Simone explained that when someone brings items to the store to be sold on consignment, they can specify that 100 percent of what they would be paid go to a charity of their choice. “We encourage people to do their own fundraisers,” she stated, adding that her customers not only make unique purchases, but support worthy causes. She added that 15 percent of the store’s portion of each purchase goes to support services for cancer survivors. Her online site, www.theritzychic.com, donates 100 percent of its proceeds to “Love My Sister,” a recovery fund for cancer survivors.
“A lot of people want to help someone, they just don’t know how to do it,” she stated.
While she prefers to take consignment items on Thursdays, Simone said she will accept merchandise during store hours: Thursday, 10 a.m. to 7 p.m., Friday and Saturday, 10 a.m. until 5 p.m., and Sunday, noon to 5 p.m.
Because she has such a wide selection of vintage inventory, especially jewelry, Simone does not take these items on consignment. She said she welcomes clothing, provided that it is no older than two years, and is in “nearly new” condition. Since The Ritzy Chic opened about two weeks ago, Simone stated that clothes have been a best-seller.

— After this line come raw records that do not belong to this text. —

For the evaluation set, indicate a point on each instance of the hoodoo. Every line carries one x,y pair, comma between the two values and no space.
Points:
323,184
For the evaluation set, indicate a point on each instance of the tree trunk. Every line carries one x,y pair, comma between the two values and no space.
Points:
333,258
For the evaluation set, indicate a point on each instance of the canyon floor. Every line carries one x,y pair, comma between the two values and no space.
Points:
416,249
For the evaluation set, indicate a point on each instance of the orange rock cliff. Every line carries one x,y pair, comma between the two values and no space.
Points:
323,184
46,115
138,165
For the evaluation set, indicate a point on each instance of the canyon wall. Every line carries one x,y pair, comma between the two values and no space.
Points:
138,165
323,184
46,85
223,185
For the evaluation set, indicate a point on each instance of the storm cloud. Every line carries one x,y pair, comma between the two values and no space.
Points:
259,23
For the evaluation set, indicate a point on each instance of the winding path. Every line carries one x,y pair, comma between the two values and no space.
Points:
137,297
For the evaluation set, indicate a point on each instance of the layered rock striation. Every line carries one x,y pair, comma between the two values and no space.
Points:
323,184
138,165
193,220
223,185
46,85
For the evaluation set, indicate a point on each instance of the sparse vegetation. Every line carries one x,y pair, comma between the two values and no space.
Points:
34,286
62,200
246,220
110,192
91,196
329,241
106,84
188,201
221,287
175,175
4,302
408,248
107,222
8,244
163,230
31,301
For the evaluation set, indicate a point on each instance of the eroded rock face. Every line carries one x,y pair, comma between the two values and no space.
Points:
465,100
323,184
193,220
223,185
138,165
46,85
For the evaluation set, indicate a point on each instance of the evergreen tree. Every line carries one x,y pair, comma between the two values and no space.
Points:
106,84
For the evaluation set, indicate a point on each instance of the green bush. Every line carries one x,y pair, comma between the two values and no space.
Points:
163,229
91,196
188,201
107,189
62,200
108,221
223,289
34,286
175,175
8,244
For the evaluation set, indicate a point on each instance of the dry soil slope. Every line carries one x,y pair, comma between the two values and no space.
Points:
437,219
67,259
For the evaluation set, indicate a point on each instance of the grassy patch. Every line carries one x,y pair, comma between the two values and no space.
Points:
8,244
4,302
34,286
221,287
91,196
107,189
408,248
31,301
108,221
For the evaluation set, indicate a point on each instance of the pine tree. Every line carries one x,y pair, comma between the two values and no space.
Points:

Simone said that shoppers looking for an even larger range of unique holiday gifts should check out the “Love My Sister” benefit antiques and collectibles flea market, from 10 a.m. until 5 p.m. Dec. 16-18, in the Dak’s Automotive building, 7650 Tyler Blvd., Unit F, in Mentor. All of the proceeds will go to the Jody Moderelli Hiram Scholarship Fund. Recalling her sister’s research project, Simone remarked, “Her dream will be carried on by the scholarship winner.”